There are thus many different aims that firms could pursue, but we shall just concentrate on the 3 specifically mentioned in the IB specification (sales revenue maximisation, sales volume maximisation and environmental aims) plus the aim of satisficing.
Figure 1 below usefully enables a comparison between profit maximisation, sales revenue maximisation and sales volume maximisation.
Firms maximise their profits where MR = MC, indicated by the point Q in Figure 1. Firms will also be maximising their profits where total revenue most exceeds total cost.
Sales revenue maximisation.
In Figure 1, sales revenue is maximised at Q1 where MR = 0. This will correspond to the point where the (total revenue) is at a maximum. This is shown in Figure 2 below.

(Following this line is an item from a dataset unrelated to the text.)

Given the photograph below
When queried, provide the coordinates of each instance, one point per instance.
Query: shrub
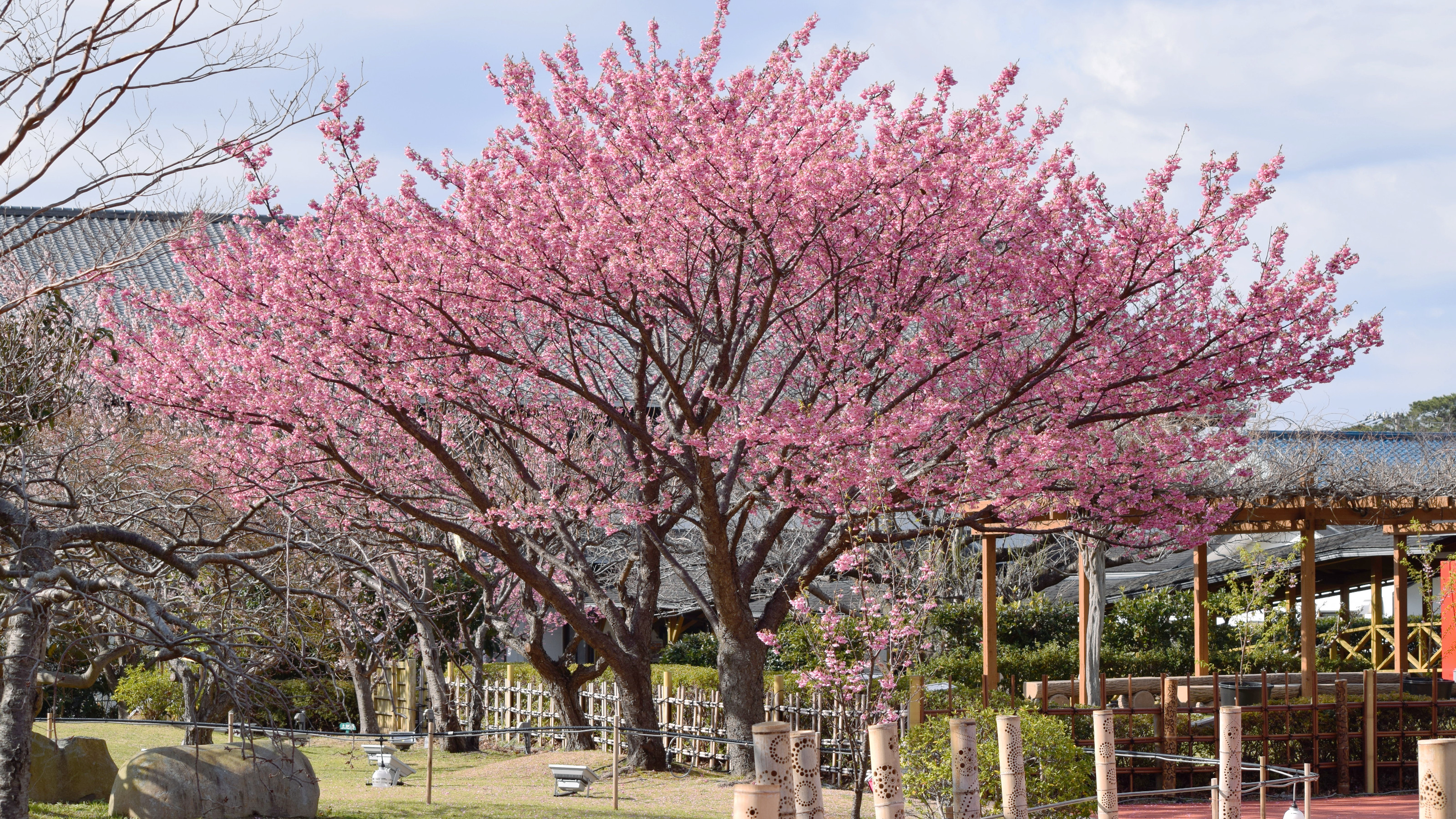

So long as MR is positive, even if it is falling, TR must be rising, as more is being added to TR. When MR becomes negative, TR must fall, as less is being added to TR. Thus when MR = 0, TR must be at its highest point.
It should also be noted from Figure 1 that the sales revenue maximising output is greater than the profit maximising level of output (i.e. OQ1 rather than OQ).
Managers may wish to maximise sales revenue rather than profits because
- their salaries might be tied to sales levels
- financial institutions may be more willing to lend to institutions with high sales levels
- rising sales may be deemed a more important indicator of success than rising profits.
Sales volume maximisation
In Figure 1, sales volume is maximised at OQ2, subject to a profit constraint, where AR = AC. The firm might be able to sell more than this, but the diagram shows that on all units of output beyond OQ2, AC is greater than AR and, therefore, a loss would be incurred. So, OQ2 maximise sales volume without a loss being incurred.
Managers may wish to maximise sales volume rather than profit because
- they may be seeking to maximise market share in the short run and to drive other firms out of the industry
- it may make the firm, being larger, less vulnerable to takeover
- again, their salaries may be related to sales / size of the firm
With increasing concern nationally and globally for the environment, firms may wish to be regarded as responsible members of the community by adopting environmentally friendly policies. Firms may enhance their 'green' image by sponsoring worthwhile events, donating funds to environmentally based charities / organisations or adopting practices which show a high level of concern for the environment. For example, supermarkets may sell fairtrade products, usually at a higher price than normal products, to show support for producers in developing countries.
In contrast to maximising behaviour,e.g. of profits or sales revenue. Satisficing theory suggests that the people in charge of business may decide to achieve a satisfactory performance across a range of indicators and not to maximise any one of them. This approach is more likely to keep all the firms stakeholders happy and is what is known as 'satisficing'. For example a firm hell - bent on making the maximum possible level of profit may have to reduce the quality of its products, hold down the wages of its workers and pollute the environment, thus falling foul of three of its important stakeholders, i.e. its customers, its employees and the local community respectively.
Thus, if the managers can make a satisfactory profit, rather than a maximum profit, the owners of the firm and the stakeholders will be happy and the managers will keep their jobs.